This week at the United Nations in Geneva, governments for the first time debated what to do about weapons that - once activated - would be able to select and engage targets without further intervention by a human. While it is good news that no country said 'bring them on', the challenge is how to nip the idea in the bud - before it's too late.

These fully autonomous weapons, sometimes called 'killer robots', do not exist yet. But already many robotic systems with various degrees of autonomy and lethality are being developed or used by nations with high-tech militaries such as the United States, China, Israel, South Korea, Russia, and the United Kingdom. It is clear that these and, perhaps, other countries are moving toward systems that would give full combat autonomy to machines.

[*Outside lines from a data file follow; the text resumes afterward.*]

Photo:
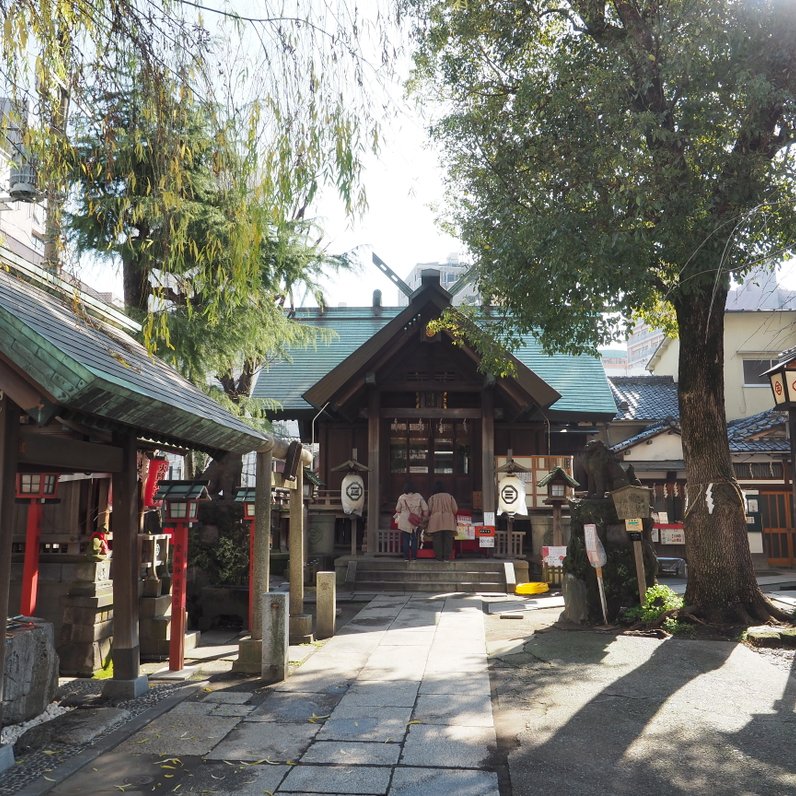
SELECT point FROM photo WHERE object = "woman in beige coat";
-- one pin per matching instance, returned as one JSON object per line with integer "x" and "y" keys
{"x": 442, "y": 522}
{"x": 410, "y": 503}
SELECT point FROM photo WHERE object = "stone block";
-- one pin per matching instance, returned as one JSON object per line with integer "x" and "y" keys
{"x": 576, "y": 600}
{"x": 31, "y": 672}
{"x": 155, "y": 606}
{"x": 82, "y": 660}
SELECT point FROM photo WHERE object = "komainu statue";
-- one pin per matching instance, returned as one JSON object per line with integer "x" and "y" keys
{"x": 598, "y": 470}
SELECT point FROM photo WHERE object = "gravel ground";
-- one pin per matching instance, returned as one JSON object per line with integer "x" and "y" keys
{"x": 30, "y": 767}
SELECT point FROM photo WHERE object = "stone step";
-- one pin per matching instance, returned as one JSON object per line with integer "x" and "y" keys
{"x": 408, "y": 586}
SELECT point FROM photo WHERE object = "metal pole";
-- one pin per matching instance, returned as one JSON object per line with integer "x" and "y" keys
{"x": 178, "y": 590}
{"x": 792, "y": 434}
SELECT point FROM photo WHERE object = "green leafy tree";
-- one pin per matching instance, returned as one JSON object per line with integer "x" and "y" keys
{"x": 205, "y": 328}
{"x": 609, "y": 156}
{"x": 296, "y": 78}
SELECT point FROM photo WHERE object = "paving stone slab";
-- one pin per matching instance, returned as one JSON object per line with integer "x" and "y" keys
{"x": 113, "y": 773}
{"x": 448, "y": 746}
{"x": 364, "y": 729}
{"x": 223, "y": 779}
{"x": 174, "y": 735}
{"x": 295, "y": 706}
{"x": 443, "y": 782}
{"x": 378, "y": 694}
{"x": 348, "y": 711}
{"x": 262, "y": 740}
{"x": 455, "y": 683}
{"x": 337, "y": 779}
{"x": 314, "y": 683}
{"x": 353, "y": 753}
{"x": 409, "y": 637}
{"x": 228, "y": 697}
{"x": 470, "y": 709}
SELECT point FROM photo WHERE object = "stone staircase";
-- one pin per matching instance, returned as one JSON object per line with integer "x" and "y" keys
{"x": 370, "y": 574}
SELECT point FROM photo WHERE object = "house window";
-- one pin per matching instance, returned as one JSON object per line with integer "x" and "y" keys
{"x": 752, "y": 368}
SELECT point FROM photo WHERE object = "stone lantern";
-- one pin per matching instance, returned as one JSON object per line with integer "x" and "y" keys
{"x": 557, "y": 482}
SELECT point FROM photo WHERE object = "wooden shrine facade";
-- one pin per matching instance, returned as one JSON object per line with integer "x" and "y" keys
{"x": 415, "y": 406}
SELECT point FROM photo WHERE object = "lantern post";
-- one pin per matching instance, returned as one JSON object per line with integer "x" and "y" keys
{"x": 181, "y": 508}
{"x": 35, "y": 489}
{"x": 557, "y": 482}
{"x": 246, "y": 495}
{"x": 782, "y": 378}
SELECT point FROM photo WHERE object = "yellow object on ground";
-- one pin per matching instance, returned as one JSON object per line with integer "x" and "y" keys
{"x": 531, "y": 588}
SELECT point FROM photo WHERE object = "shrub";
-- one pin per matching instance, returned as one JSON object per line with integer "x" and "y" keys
{"x": 658, "y": 600}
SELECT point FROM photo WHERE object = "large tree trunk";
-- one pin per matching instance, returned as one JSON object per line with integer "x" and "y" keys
{"x": 721, "y": 580}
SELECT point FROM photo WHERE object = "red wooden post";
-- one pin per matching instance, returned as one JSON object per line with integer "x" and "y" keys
{"x": 252, "y": 589}
{"x": 30, "y": 570}
{"x": 179, "y": 540}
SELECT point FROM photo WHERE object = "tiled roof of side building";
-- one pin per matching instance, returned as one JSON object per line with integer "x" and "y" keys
{"x": 95, "y": 369}
{"x": 580, "y": 380}
{"x": 351, "y": 327}
{"x": 645, "y": 397}
{"x": 754, "y": 434}
{"x": 669, "y": 424}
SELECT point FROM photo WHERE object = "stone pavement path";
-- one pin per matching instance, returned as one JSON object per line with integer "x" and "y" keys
{"x": 397, "y": 703}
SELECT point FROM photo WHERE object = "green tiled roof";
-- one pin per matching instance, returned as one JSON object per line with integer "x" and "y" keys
{"x": 580, "y": 380}
{"x": 96, "y": 371}
{"x": 286, "y": 382}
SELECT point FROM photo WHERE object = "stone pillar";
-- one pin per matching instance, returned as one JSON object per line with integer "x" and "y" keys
{"x": 127, "y": 681}
{"x": 249, "y": 659}
{"x": 300, "y": 623}
{"x": 86, "y": 635}
{"x": 262, "y": 540}
{"x": 9, "y": 434}
{"x": 275, "y": 642}
{"x": 374, "y": 476}
{"x": 326, "y": 604}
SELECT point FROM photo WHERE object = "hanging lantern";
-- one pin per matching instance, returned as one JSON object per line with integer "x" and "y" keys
{"x": 511, "y": 492}
{"x": 352, "y": 494}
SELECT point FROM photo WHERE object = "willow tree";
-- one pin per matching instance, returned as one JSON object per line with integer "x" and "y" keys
{"x": 299, "y": 73}
{"x": 607, "y": 156}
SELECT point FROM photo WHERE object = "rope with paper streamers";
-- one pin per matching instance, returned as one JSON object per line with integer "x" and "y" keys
{"x": 707, "y": 489}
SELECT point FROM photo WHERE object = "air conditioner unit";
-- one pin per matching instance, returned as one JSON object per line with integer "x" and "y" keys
{"x": 22, "y": 180}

Over the last decade, the expanded use of unmanned armed vehicles or drones has dramatically changed warfare; bringing new humanitarian and legal challenges. Imagine weapons that would be able to select and attack targets without any meaningful human intervention. The issue has been placed on the agenda of the UN Human Rights Council with the presentation of a report on lethal autonomous robotic weapons by Christof Heyns, a South African lawyer.

Professor Heyns is the UN special rapporteur on extrajudicial, summary or arbitrary executions for the Office of the High Commissioner for Human Rights. The UN report describes multiple moral, ethical, legal, policy, technical, and other concerns with respect to these weapons. Its recommendations include a call for an immediate moratorium on lethal autonomous robotic weapons and for countries to work for an international agreement to address the concerns identified in the report.

Until this week, only one country had publicly articulated its views on this issue. In November 2012, the US Department of Defence issued a directive that for now requires a human being to be "in-the-loop" when decisions are made about using lethal force. For up to 10 years, the directive generally allows the Defence Department to develop or use only fully autonomous systems that deliver nonlethal force - unless department officials waive the policy at a high level.

In effect, the directive constitutes the world's first moratorium on lethal fully autonomous weapons. While a positive step, a moratorium is not a comprehensive or permanent solution to the potential problems posed by fully autonomous systems. Policies of self-restraint, while helpful, may also be hard to sustain if other nations begin to pursue and deploy fully autonomous weapons systems.

This is why we at Human Rights Watch have joined with other non-governmental organisations to form the Campaign to Stop Killer Robots, a new international coalition of civil society groups that is working to pre-emptively ban weapons that would be able to select and attack targets without any human intervention. This prohibition should be achieved through an international treaty, as well as national laws and other measures, to enshrine the principle that decisions to use lethal force against a human being must always be made by a human being.

When the UN report was delivered to the Human Rights Council on Thursday, representatives from 26 countries provided their views on lethal autonomous robotic weapons in addition to the European Union and other regional bodies. All agreed that this is an issue of concern that must be addressed in a timely fashion. Many asked when, where and how this challenge could be tackled. Perhaps most important, no state asked why action is needed and defended the status quo. There are many questions to be addressed when it comes to this new issue and now is time for governments, UN agencies, the International Committee of the Red Cross and NGOs to start working together to address them.

A starting point would be to agree that humans should never delegate to machines the power to make life-and-death decisions on the battlefield. It is in the interest of America, the UK and other nations to develop global standards to prohibit these kinds of weapons. It is possible to halt the slide toward full autonomy in weaponry before moral and legal boundaries are crossed but only if we work together and start to draw that line now. As the UN report warns, "If left too long to its own devices the matter will, quite literally, be taken out of human hands."